1 pound skinless, boneless chicken breast meat

1 (4 ounce) can condensed cream of chicken soup

1 (8 ounce) can cream of mushroom soup

1 (4 ounce) can tomato sauce

1 cup crude cooking sauce

4 (4 ounce) cans chicken bouillon granules

3 tablespoons vegetable oil

Directions

Place chicken, soup, tomato sauce and crude cooking sauce in Dutch oven over medium heat and mix well. Reduce heat to medium and stir in bouillon granules with a small spoon.

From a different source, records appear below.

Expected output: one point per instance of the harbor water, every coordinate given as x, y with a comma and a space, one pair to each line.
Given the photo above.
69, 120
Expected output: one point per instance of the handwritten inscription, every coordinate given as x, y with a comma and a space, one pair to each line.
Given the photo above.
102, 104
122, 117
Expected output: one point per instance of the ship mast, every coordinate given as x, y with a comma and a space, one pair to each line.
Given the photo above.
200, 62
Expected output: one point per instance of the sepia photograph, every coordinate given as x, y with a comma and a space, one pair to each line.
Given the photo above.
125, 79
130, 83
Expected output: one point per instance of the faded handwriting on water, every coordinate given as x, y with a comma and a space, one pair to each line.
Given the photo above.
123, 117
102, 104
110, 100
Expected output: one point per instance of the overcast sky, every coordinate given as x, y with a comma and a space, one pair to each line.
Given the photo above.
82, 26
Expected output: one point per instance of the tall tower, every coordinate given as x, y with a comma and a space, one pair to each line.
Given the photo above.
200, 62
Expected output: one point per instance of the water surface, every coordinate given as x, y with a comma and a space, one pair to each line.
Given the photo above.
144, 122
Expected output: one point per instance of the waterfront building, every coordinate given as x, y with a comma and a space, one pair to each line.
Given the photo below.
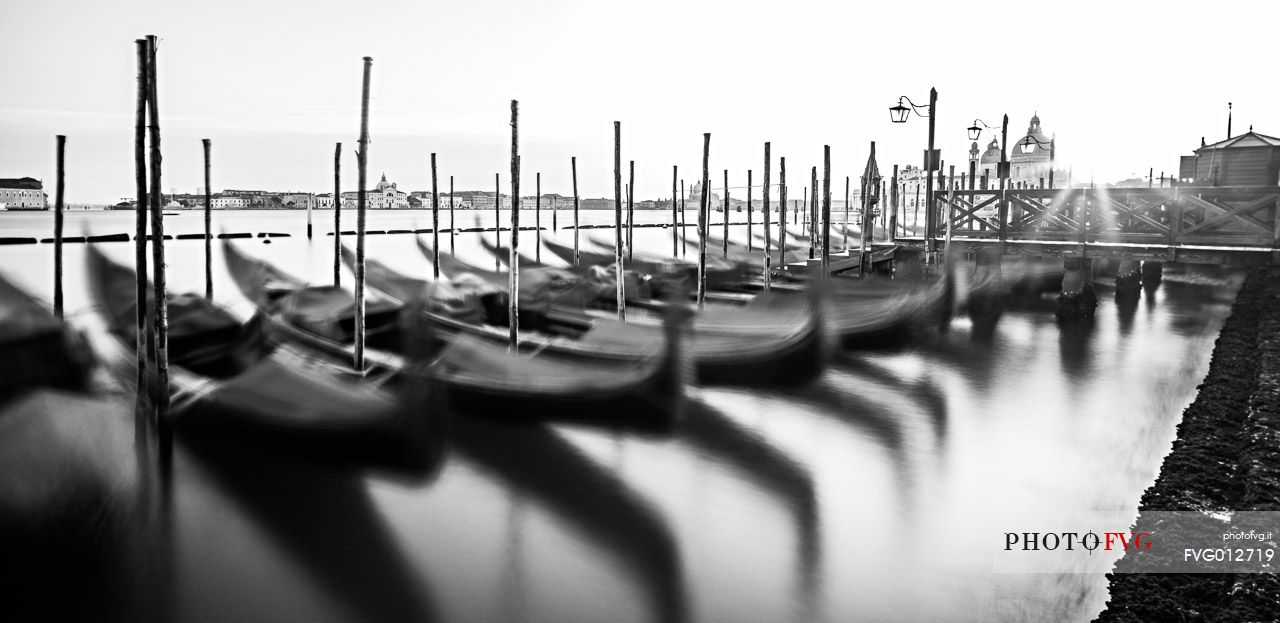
1249, 159
22, 193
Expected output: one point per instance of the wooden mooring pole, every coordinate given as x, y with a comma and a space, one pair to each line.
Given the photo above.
513, 255
140, 259
704, 220
58, 225
782, 211
209, 220
617, 221
435, 224
572, 163
337, 215
159, 285
361, 170
768, 239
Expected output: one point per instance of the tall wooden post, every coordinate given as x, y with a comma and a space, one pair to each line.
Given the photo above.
826, 210
782, 211
750, 242
892, 209
768, 236
725, 241
361, 170
538, 218
453, 229
704, 220
58, 225
675, 212
617, 220
631, 212
435, 224
337, 215
140, 259
160, 390
572, 163
513, 255
209, 223
497, 218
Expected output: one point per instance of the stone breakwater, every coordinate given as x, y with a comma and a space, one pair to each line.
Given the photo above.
1226, 457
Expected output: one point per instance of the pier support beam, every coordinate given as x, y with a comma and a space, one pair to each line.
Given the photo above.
1077, 299
1152, 273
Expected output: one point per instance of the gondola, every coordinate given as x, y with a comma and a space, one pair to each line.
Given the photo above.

In a large pot or Dutch oven, combine chicken, tomato soup, cream of chicken soup and tomato sauce. Mix well and bring to a boil. Reduce heat to low and cook, stirring frequently, for about 25 minutes.

Add chicken mixture, chicken bouillon, oil, bouillon and chicken bouillon; simmer and stir for 10 minutes.

Remove chicken and place in a large pot with broth. Mix thoroughly and bring to a boil over medium high heat. Reduce heat to low and simmer for about 5 minutes. Reduce heat to low and stir in chicken creole seasoning. Cook about 5 minutes, stirring occasionally. Reduce heat to medium low. Simmer for about 4 to 5 minutes, or until chicken is no longer pink and juices run clear.

Comments

enteenette Deyle writes:

⭐ ⭐ ⭐ ⭐ ⭐

This is ketogenic friendly and ketone friendly! They are great to snack on and they stain so pretty.